Friday, February 3, 2012

a line

draw a line. find some dignity. walk away. what is there to be afraid of. so what if my lungs are scarred or the muscles don't work that are supposed to keep me breathing. maybe it's easier this way. maybe i don't want to breath so much. maybe i don't want to take so much in. maybe a short life is just as good as a long life. maybe it's just shorter.
Healthy people like to think that us sick people don't mind all the tests and scans and hospital trips we take. I think it makes people feel better. But it's not true. Swallowing barium, getting injections of radiation, blowing into tubes connected to machines, these things don't become magically pleasant when you have to do them all the time. But you do learn to do it. You stop needing to read the print out from the radiologist on how to prepare.
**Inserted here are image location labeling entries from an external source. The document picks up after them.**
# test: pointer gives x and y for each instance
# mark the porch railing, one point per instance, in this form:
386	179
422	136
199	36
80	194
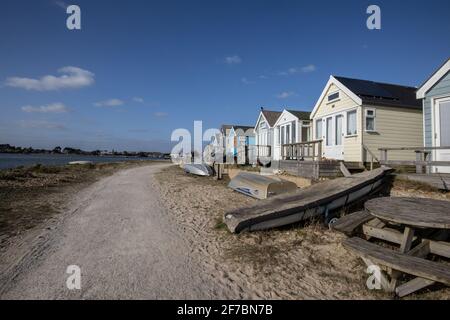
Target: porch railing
263	151
423	158
371	155
309	150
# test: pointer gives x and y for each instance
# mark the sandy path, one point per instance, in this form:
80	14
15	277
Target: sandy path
120	236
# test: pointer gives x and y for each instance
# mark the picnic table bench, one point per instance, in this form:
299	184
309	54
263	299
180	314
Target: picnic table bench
384	218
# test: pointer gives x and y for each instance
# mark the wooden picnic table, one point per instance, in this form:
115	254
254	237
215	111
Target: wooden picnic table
391	214
414	212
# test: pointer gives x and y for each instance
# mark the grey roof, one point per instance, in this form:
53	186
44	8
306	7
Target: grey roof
378	93
436	71
302	115
227	127
271	116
You develop reward systems (an iced coffee after PET scan or pizza on pulmonary function day) and you find crutches (Ativan for the MRI's or a Bailys for those unlike me whose medications still allow them to enjoy a drink once in a while). And you learn fight songs. You scream in your car as you cross the bridge that separates the life you love in CAmbridge and the things waiting for you in Boston. You listen to loud songs and grunt like Rocky, you mouth fuck off to every car that gets too near to you, you lean far back into your seat and sing every word over and over til you are ready to get out of your car, to climb the hill, to go inside and meet what waits for you inside. It turns out my lungs might not be good. I wasn't quite ready for this one.

Tuesday, January 31, 2012

You wouldn't believe the songs that make me cry since Ivan died. It's just that we shared the 90's and you know what we listened to. I am at MGH for the day. I am here at least twice a week these days and often more like daily. I admit it's grown comforting like sometimes I think these people here, these doctors and patients might be the only people in this city who really know what Joe and I go through. Praying for health but sleeping each night with the sickness tucked close to you.

Wednesday, January 25, 2012

belly aches


I have a stomach bug and it is as awful as always. Chicken soup, the dizzy under-nourished feeling, hiding from the light of the tv.